The Down and Dirty Lighting Kit recommended in this video by Wistia is a perfect place to begin. It goes over everything you'll need and is a great primer on setting up three-point lighting. For less than $100 you can purchase the basics needed to create solid video lighting:

  • 3 Lights: Power Zone 8.5-Inch Clamp Light PZ-300 ($35, Amazon)
  • 3 Light Bulbs: Full Spectrum Light Bulb ALZO 27W Compact Fluorescent CFL, Pack of 4, 5500K Daylight, 120V, Joyous Light Pure White Light ($25, Amazon):
    • Look for daylight balanced "High-CRI" or "Full Spectrum" bulbs.
  • 3 Light Stands: CowboyStudio 7 feet Light Stands ($55, Amazon):
    • Any reasonably priced equivalent will do.
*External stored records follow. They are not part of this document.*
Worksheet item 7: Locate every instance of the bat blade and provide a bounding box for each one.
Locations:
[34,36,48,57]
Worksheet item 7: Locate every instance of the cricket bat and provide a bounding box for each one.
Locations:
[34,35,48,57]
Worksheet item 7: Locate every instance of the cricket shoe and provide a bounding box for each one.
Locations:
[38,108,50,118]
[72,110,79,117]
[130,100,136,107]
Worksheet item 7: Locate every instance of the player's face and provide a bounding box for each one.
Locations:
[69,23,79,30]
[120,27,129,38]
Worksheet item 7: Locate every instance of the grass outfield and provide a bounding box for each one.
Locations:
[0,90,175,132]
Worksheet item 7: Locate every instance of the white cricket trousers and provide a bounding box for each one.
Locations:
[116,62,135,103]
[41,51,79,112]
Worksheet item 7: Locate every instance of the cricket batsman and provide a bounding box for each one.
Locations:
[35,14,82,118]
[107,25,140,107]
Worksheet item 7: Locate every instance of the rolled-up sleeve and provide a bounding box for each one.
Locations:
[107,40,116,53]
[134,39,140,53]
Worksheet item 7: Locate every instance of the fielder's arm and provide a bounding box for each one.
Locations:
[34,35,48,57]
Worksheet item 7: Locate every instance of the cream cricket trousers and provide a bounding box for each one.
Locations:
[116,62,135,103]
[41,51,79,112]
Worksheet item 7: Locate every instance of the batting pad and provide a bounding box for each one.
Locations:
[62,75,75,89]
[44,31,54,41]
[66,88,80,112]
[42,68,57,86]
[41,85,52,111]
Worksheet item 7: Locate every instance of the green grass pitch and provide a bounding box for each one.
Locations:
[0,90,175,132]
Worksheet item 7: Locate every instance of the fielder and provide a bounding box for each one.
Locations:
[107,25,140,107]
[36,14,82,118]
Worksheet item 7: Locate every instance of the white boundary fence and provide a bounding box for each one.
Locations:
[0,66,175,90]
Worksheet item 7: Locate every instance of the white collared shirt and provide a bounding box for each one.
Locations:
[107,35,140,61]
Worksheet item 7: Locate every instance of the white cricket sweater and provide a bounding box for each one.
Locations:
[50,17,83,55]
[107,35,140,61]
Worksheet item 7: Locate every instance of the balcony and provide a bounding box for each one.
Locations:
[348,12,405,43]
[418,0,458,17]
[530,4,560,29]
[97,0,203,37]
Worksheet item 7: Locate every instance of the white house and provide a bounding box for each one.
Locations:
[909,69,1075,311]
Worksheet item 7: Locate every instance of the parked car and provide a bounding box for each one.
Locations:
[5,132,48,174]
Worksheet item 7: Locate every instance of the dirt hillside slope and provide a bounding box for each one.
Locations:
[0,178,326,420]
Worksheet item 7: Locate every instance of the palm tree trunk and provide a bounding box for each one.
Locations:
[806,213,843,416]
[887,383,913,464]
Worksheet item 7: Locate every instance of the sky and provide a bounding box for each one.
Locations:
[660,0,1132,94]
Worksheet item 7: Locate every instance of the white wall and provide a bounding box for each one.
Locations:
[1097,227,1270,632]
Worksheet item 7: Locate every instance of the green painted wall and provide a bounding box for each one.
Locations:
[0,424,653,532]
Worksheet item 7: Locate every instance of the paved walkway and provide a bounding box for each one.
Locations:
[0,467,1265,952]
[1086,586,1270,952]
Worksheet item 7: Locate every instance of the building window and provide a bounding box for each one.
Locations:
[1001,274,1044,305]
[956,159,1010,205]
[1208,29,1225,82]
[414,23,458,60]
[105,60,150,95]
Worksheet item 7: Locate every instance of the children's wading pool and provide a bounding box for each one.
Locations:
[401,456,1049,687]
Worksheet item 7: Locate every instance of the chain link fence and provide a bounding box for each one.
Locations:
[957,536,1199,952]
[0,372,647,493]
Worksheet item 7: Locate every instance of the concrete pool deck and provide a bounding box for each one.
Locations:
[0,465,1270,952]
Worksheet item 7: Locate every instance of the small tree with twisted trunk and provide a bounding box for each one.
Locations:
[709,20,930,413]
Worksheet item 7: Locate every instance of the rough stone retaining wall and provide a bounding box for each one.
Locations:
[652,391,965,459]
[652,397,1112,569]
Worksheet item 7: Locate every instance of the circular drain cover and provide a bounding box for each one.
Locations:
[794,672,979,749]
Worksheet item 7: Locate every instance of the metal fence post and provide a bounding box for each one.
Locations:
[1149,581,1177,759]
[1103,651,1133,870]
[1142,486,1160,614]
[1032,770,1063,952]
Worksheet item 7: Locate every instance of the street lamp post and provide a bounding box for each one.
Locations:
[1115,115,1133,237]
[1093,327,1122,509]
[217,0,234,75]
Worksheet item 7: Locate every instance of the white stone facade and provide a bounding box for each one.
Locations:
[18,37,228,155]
You may be able to find DIY solutions.
  • Diffusion Material: Rosco Cinegel 1/2 Tough White Diffusion Material ($12, Amazon):
    • There are DIY options, but because lights can get extremely hot, do not use flammable materials on or near lights.
  • 3 Spring Clamps ($8, Amazon)
  • A Package of Wooden Clothespins ($4, Amazon)
  • Extension Cord: GE 51954 12 foot Extension Cord ($8, Amazon)

Optional: Upgrades for Lighting Kit

  • Light Bulbs: Cree "100 watt" LED bulbs 5000K ($30, Amazon) or Cree "60 watt" LED bulbs 5000K ($12, Amazon):
    • Better light, longer lasting than compact fluorescents.
  • Light Reflector (Amazon and B&H)

Optional: Backdrops

  • Backdrop Paper Roll: 9-foot Grey Seamless Roll Paper ($50, Amazon)
  • Fancierstudio Background Stand Backdrop Support System Kit 8 feet by 10 feet ($40, Amazon)
  • Cheaplights 6 Piece 3.75” Spring Clamps ($7, Amazon)

Other Lighting Gear to Consider

For more on lighting, read the tutorial, Video Lights For All: How to Build a Complete 3 Head Kit on a $100 Budget.

Choosing Your Gear: Camera

Before looking into new video equipment, check to see if you already own a camera that will work. It may be possible to shoot video on a video or still camera you already own or have access to. For instructors working with live video for the first time, we recommend using one static camera on a tripod.

All video for Envato Tuts+ should be captured in high definition at 1280 x 720 (or 1280 x 800) or larger. If you choose to buy a camera, speak with our Course Producer about your options before purchasing.

For more on choosing gear, watch The Instructional Video: Chapter 2.1: What You Need. Also, for more on selecting a tripod, watch Better Webcam Video: Chapter 2.2: Tripods.